If you sawCommunity, then you were probably pleasantly surprised to catch two references sure to bring joy to Brit lovers' hearts. Abed, Community’s resident pop culture geek, is on a quest to find a new show to watch while his favorite American program is on hiatus. With some help from his friends, Abed is introduced to the joys of British television, namely two series called Cougarton Abbey and Inspector Spacetime. Sound familiar?
Now, if you’re already a fan of either Downton Abbey or Doctor Who, the inclusion of the parody/tribute clips alone enough to make this episode an instant classic. They spoof British television’s love of shocking deaths, limited-episode seasons, parlor room chats, and strange aliens that travel through time in phone boxes (though the Inspector’s is, lamentably, red). There are even trash-can shaped robots that shout “Eradicate!” Amazing? Oh, yes. See for yourself:
It seems strange to say, especially to those of us who’ve spent most of our lives obsessed with one form of British television or other, but apparently, our time has arrived. Yes, kids, it appears that we’re cool now. Trendy, even.
The British are
coming apparently here.
How so? Well, America caught Royal Wedding fever this past April. Doctor Who’s been setting ratings records left and right for BBC America. Matt Smith’s screaming fans filled the biggest room at 2011’s Comic Con International, waving sonic screwdrivers like lighters at a Journey concert and putting Twilight enthusiasts to shame. Fans and critics alike have “fallen in love” with Downton Abbey (at least according to the folks on Facebook), are chomping at the bit for new episodes of Sherlock and regularly make Doc Martin one of our most popular programs here at WETA. And it seems as though virtually everyone loves Adele. (This is by no means an all inclusive sampling of this trend, see also: Inspector Lewis, the new Upstairs Downstairs, Top Gear, The King’s Speech, Ricky Gervais’ continual appearances at awards shows, anything with Gordon Ramsey in it, EVERYTHING with Alan Rickman in it, and a whole lot more.)
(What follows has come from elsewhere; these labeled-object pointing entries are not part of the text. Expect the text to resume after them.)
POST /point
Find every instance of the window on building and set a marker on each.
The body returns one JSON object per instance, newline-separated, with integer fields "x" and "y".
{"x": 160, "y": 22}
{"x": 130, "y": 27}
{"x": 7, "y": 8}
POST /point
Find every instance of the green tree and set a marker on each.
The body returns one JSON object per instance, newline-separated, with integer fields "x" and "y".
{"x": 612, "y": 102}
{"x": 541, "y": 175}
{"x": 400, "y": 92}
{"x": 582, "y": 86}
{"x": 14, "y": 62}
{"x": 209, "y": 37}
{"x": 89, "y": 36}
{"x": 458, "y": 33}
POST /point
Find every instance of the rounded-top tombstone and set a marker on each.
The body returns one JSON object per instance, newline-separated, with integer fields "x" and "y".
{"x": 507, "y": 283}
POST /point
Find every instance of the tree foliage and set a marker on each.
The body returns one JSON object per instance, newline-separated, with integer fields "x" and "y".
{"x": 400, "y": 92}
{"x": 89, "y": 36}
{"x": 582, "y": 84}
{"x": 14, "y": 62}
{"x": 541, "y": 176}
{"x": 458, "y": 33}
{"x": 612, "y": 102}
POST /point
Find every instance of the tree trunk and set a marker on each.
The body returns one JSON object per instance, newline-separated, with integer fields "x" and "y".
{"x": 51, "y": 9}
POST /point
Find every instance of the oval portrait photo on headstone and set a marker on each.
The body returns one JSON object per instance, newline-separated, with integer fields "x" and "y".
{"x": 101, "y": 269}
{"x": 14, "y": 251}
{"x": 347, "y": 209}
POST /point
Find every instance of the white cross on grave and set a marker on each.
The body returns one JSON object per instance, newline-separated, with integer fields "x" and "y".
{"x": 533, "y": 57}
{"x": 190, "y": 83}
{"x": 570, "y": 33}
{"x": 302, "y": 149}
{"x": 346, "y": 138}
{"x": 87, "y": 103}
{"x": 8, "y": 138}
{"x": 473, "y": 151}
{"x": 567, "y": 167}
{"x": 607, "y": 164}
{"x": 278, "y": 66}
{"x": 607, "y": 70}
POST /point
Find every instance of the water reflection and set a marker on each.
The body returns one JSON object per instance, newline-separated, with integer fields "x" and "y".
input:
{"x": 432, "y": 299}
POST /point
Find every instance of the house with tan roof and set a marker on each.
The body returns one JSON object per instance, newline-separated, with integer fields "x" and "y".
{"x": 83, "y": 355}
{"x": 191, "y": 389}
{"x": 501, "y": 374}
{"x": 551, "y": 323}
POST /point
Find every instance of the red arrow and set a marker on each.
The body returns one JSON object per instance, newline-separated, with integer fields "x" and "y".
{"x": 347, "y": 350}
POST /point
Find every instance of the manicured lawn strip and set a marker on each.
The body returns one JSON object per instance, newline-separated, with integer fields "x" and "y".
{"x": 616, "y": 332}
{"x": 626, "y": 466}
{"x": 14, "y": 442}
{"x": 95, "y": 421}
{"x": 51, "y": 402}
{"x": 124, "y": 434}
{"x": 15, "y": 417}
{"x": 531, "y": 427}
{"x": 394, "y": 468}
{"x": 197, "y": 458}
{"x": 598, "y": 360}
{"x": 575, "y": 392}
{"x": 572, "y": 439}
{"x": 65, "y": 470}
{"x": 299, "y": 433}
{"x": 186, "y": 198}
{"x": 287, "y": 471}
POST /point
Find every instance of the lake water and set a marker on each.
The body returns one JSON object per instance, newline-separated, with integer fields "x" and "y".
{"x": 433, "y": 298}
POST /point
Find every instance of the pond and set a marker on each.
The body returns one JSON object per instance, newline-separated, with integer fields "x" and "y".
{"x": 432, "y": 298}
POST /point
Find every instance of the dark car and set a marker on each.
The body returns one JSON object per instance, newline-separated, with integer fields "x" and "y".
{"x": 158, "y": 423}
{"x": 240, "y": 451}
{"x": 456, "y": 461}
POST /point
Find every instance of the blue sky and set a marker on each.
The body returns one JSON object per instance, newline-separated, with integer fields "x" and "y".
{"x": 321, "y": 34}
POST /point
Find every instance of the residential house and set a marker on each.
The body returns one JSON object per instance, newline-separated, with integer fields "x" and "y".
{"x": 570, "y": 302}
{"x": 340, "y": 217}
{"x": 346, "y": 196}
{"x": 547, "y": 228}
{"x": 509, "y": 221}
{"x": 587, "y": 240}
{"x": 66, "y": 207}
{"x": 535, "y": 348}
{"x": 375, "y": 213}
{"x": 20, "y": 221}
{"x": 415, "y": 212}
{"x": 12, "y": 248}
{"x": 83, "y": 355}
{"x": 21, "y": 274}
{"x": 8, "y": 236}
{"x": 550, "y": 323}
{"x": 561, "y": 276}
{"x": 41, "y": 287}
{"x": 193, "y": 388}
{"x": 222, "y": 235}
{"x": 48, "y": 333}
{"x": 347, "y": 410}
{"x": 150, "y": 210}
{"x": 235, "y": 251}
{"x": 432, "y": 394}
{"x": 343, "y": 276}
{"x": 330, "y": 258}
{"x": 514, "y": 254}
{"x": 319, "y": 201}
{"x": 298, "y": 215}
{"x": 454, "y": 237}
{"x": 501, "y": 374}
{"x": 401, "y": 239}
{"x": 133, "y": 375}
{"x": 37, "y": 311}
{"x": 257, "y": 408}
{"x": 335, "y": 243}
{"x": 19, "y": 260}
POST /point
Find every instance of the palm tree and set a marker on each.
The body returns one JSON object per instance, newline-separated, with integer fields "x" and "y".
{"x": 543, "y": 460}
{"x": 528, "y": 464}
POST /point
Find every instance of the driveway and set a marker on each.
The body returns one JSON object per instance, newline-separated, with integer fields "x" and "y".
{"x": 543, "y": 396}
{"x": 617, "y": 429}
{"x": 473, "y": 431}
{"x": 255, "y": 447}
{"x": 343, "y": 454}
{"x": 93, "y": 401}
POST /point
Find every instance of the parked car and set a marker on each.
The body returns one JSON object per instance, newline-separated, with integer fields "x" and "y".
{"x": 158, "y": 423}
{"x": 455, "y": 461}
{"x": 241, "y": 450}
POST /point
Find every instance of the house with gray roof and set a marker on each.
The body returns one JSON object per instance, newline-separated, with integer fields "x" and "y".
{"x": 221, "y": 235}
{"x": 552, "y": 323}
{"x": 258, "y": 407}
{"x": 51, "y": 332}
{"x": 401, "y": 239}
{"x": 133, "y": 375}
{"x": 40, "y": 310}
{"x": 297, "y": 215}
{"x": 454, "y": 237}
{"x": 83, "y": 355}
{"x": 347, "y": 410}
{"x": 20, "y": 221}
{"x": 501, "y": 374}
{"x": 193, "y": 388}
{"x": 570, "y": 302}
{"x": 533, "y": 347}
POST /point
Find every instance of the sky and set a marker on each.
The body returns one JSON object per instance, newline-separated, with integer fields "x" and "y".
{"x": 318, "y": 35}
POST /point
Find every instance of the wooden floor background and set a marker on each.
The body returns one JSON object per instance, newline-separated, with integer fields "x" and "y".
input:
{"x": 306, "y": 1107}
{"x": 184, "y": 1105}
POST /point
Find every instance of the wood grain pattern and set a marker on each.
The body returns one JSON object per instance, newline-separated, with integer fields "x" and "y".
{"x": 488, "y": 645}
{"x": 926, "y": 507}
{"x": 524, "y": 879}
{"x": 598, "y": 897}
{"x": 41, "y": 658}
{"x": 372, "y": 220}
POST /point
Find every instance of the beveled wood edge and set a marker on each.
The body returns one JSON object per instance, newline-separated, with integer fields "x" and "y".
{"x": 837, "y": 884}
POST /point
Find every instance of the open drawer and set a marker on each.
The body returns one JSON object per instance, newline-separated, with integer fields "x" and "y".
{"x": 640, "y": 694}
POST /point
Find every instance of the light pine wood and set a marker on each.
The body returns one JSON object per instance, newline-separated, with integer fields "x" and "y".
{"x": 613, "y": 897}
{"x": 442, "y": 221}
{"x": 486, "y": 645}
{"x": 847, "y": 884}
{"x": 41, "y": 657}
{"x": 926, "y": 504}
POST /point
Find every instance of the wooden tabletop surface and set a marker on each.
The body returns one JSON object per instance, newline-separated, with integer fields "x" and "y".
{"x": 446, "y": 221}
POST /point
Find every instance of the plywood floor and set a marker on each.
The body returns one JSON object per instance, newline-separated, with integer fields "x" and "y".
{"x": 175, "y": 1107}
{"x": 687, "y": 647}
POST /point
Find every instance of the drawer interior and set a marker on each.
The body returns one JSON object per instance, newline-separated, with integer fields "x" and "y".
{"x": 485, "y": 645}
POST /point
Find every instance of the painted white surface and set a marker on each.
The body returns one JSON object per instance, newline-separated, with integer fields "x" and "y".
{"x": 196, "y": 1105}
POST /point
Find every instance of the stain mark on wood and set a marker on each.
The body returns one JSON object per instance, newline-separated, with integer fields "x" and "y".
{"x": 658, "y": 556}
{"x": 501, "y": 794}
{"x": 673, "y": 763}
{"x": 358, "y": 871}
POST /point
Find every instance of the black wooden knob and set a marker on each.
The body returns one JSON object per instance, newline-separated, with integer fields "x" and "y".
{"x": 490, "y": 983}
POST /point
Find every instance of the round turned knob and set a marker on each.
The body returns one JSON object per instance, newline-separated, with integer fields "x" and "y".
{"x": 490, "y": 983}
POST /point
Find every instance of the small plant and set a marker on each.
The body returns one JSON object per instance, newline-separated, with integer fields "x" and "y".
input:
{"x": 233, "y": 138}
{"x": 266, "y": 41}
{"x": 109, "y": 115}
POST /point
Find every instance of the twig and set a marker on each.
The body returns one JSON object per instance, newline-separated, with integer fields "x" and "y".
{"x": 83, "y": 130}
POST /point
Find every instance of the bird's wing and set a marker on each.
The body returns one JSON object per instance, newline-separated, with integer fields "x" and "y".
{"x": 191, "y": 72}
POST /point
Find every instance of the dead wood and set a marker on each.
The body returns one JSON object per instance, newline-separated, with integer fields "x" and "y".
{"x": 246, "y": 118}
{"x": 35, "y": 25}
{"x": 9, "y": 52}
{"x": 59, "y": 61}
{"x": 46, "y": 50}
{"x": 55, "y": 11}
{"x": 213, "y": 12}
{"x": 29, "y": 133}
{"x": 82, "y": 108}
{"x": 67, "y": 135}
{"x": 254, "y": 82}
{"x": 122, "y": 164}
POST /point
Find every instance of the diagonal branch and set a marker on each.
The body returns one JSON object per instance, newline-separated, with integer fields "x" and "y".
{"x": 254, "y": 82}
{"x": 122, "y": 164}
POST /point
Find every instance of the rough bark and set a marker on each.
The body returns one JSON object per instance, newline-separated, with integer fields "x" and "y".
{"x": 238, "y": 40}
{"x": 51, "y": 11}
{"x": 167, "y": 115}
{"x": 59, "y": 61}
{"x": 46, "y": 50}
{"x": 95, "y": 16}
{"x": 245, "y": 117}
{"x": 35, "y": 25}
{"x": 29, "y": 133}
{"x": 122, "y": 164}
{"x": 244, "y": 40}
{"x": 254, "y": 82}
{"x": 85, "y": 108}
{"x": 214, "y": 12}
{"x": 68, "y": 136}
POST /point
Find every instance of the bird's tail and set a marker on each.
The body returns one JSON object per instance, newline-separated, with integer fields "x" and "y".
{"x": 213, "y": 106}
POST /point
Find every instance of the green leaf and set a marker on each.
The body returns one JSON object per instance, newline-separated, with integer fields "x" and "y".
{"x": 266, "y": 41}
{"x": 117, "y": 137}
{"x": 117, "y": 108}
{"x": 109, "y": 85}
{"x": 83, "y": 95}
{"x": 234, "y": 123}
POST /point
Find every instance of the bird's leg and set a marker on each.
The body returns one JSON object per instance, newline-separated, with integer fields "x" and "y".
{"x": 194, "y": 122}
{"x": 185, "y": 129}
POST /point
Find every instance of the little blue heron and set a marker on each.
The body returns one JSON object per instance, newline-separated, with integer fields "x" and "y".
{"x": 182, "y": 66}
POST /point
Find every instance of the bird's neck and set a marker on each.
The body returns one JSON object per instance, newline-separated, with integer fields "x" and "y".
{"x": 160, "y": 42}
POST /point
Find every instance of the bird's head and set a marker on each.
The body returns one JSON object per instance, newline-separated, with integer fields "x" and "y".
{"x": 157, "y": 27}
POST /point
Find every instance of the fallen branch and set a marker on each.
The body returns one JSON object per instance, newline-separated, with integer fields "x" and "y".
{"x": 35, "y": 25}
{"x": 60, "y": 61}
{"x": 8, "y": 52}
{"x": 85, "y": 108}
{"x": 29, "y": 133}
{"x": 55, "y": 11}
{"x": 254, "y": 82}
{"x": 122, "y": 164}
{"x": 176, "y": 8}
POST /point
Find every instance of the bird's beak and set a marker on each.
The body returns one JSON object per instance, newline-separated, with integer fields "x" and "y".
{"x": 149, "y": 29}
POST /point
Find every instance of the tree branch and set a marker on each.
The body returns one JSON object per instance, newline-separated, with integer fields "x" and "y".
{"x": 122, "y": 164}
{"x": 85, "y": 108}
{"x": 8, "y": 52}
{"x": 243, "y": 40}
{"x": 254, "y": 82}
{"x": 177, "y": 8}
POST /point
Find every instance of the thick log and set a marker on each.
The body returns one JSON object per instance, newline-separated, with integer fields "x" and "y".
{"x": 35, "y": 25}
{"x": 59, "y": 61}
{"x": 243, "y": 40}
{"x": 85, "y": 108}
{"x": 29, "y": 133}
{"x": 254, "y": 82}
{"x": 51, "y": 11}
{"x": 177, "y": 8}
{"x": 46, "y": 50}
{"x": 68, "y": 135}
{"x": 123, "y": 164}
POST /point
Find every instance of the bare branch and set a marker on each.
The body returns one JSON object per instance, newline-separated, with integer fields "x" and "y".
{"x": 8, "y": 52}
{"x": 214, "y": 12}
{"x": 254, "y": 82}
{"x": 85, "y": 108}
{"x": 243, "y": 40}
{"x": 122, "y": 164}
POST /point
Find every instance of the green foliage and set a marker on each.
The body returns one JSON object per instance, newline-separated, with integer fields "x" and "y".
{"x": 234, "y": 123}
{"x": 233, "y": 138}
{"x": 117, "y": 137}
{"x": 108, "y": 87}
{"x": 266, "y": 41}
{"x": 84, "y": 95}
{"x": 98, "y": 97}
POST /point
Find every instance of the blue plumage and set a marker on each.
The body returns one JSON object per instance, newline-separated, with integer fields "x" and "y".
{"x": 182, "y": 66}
It’s the weirdest thing – now you can say things like TARDIS, Portwenn, Eaton Place, HobNobs and Jammie Dodgers in regular conversation, and people know what you’re talking about. Our TVs are full of Americanized versions of British shows – The X Factor, Prime Suspect, Being Human, Free Agents, Shameless, Kitchen Nightmares,
the mercifully cancelled Skins – and that’s just in the past year! Inspector Spacetime isn’t even real, and already has an active online community and a Facebook fan page supporting it. All things British are apparently hip in America these days Brilliant, even.
Has anyone else noticed this? Do fewer people act like you’re a complete freak when you whip out your TARDIS phone case or make “What is a Weekend?” jokes in your best Maggie Smith voice? (This has to happen to more people than just me.)